Засунув свёрток под кофту, чтобы хоть немного заглушить плач, знахарка покинула жилище и двинулась вдоль оврага, зыркая по сторонам. Она не боялась встретиться с крестьянами. Они её не тронут. Почти все бегают к ней тайком за снадобьями и костерят почём зря Единую веру. Зато стражники однозначно заинтересуются, откуда у неё ребёнок и куда она его несёт. А посему старуха не просто шла, а кралась, готовая в любой миг бросить малыша и бежать.
На небо выползло мутное солнце, однако в роще по-прежнему хозяйничал полумрак. Сама природа стояла на его защите: древесные кроны с засохшими листьями сплетались в плотную завесу, между стволами лохматились кусты.
Наконец в воздухе появился запах сосновой смолы и хвои. Значит, до Глухого леса рукой подать. Знахарка пошла быстрее, уже не высматривая в просветах силуэты всадников и не пытаясь услышать храп лошадей. Глухой лес пользовался дурной славой, стражники объезжали его десятой дорогой.
Внезапно роща закончилась. Только что деревья стояли стеной, и вдруг перед взором возникло открытое пространство без единого кустика, без единой травинки, одна ржавая земля. Летом она дымится и в ладони рассыпается как пыль, а зимой превращается в вязкое месиво, не покрывается ни снегом, ни льдом. Местный люд поговаривал, что если в этом месте копнуть поглубже, то можно провалиться в предбанник преисподней.
С другой стороны пустыря зеленел густой труднопроходимый лес, названный Глухим. Существовало поверье, что этот лес оглох от крика детей — калек, больных или просто ненужных, которых когда-то приносили сюда из близлежащих деревень и оставляли на съедение зверям.

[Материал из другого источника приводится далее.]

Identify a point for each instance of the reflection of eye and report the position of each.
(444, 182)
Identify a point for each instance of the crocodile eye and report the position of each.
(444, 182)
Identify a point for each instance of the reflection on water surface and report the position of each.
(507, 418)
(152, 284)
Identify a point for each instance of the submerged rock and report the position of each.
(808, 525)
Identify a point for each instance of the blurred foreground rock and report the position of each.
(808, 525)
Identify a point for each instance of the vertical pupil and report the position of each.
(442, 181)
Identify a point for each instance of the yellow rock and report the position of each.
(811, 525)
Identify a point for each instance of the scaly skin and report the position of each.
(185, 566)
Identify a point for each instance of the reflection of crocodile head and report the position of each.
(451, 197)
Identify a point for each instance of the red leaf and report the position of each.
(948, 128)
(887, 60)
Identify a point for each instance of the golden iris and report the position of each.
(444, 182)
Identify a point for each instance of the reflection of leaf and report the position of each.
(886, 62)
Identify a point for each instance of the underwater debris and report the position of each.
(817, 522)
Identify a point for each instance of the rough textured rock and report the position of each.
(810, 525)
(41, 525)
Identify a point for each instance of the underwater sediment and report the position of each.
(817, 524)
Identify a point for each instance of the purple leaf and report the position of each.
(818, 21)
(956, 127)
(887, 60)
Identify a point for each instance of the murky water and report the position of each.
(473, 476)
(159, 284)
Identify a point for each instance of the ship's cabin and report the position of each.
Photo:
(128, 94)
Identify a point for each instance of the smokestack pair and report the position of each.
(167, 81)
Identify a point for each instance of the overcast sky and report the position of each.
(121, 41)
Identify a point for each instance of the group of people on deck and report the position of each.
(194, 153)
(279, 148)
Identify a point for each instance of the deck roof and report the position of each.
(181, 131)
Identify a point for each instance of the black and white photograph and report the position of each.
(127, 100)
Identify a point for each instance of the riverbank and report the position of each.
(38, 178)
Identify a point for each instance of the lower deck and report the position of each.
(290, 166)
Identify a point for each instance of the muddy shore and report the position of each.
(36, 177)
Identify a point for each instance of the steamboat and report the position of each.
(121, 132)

На опушке, под крайними соснами, виднелся шалаш из еловых веток.
Знахарка сделала пару шагов вперёд и замерла. Здесь, в роще, её защищали духи рода. О духах, обитающих в Глухом лесу, она ничего не знала, но чувствовала их силу. А ещё старуха боялась отшельницы, пожилой женщины с измождённым лицом и взглядом мученицы. В жару и холод отшельница носила чёрное платье и чёрный платок и никогда не разводила огонь, чтобы согреться или приготовить кушанье. Будто она и есть тот самый дух, который не нуждался ни в тепле, ни в еде, а питался детскими душами.
При встречах обе эти женщины обменивались одними и теми же фразами и расходились. Единственное, что их связывало, это отказники.